Мы с Эдди переглянулись, и братец пожал плечами. Мол, случается с людьми и такое. А что, в нашем захолустье кого только не встретишь. Так что графом больше, графом меньше.
– И чего надо? – спросил Эдди, вовсе теряя терпение.
Это уже у него от огненных дэвов, с которыми спутался кто-то из совсем уж дальних предков, и Эдди напрочь отрицает этакое родство, но я матушке, с ее способностями кровь разглядеть, верю. И то правда, раздражается братец легко.
Порой и вовсе впадает в ярость.
Правда, сам он утверждает, что ярость эта – от бабки, которая происходит из прибрежников, а те славятся неукротимостью в бою… Ну, сложная у него родословная, что уж тут.
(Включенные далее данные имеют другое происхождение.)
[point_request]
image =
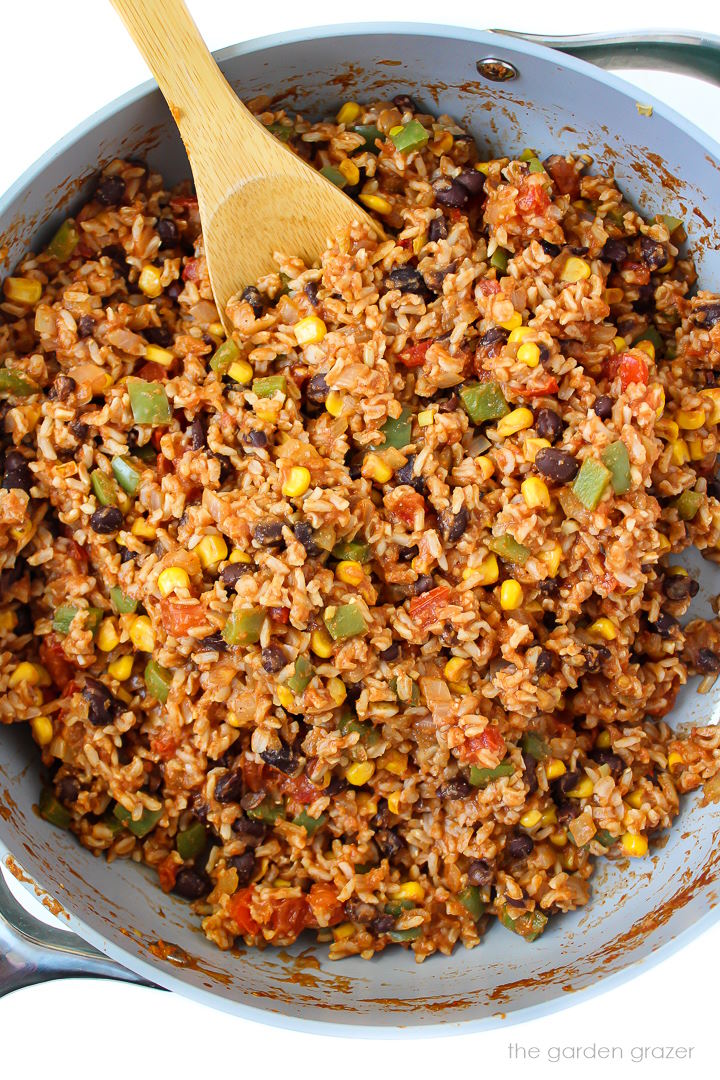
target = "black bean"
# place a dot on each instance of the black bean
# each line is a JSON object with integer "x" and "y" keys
{"x": 231, "y": 574}
{"x": 191, "y": 883}
{"x": 558, "y": 466}
{"x": 458, "y": 788}
{"x": 85, "y": 326}
{"x": 229, "y": 787}
{"x": 106, "y": 520}
{"x": 708, "y": 662}
{"x": 472, "y": 180}
{"x": 453, "y": 526}
{"x": 62, "y": 388}
{"x": 602, "y": 406}
{"x": 110, "y": 190}
{"x": 480, "y": 873}
{"x": 407, "y": 279}
{"x": 273, "y": 658}
{"x": 437, "y": 229}
{"x": 283, "y": 759}
{"x": 548, "y": 423}
{"x": 519, "y": 846}
{"x": 269, "y": 534}
{"x": 16, "y": 473}
{"x": 244, "y": 866}
{"x": 317, "y": 390}
{"x": 252, "y": 296}
{"x": 167, "y": 231}
{"x": 102, "y": 705}
{"x": 450, "y": 193}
– Надо вот что… – Граф присел на стул, осторожно так, будто ожидал от этого стула какой-нибудь пакости. К слову, не зря. Помнится, на той неделе этим самым стулом Эдди оглушил Кривого Пью, решившего, что раз он знает, с какой стороны за ружье браться, то теперь он в городе самый главный. Стул от того развалился, а чинил его Эдди сам.
Из экономии.
У моего брата множество талантов, это все признают, но вот мастер из него… Краснодеревщиков в нашем роду, похоже, не было.
– Я хочу, чтобы вы помогли мне отыскать мою сестру. – Это графчик произнес спокойно и ровно, пристально глядя на Эдди, который вдруг от взгляда этого смутился.
Вот честно!
Может, кто посторонний бы и не заметил, но я-то не чужая, я все вижу…
– И готов за это заплатить.
Я убрала револьвер со стола и даже ноги сняла, вспомнив, что коль человек платить готов, то надо с ним пообходительней. Клиенты на дороге не валяются.
Даже странные.
Такие как этот.
На стол упал кошель. Тяжеленный, видать заранее подготовленный, чтобы Эдди впечатлить. Так-то мы не совсем дикие, нормальные люди кошелей с собой не таскают. Чревато это. Куда безопаснее с чековой книжкой гулять. Но Эдди на кошель уставился.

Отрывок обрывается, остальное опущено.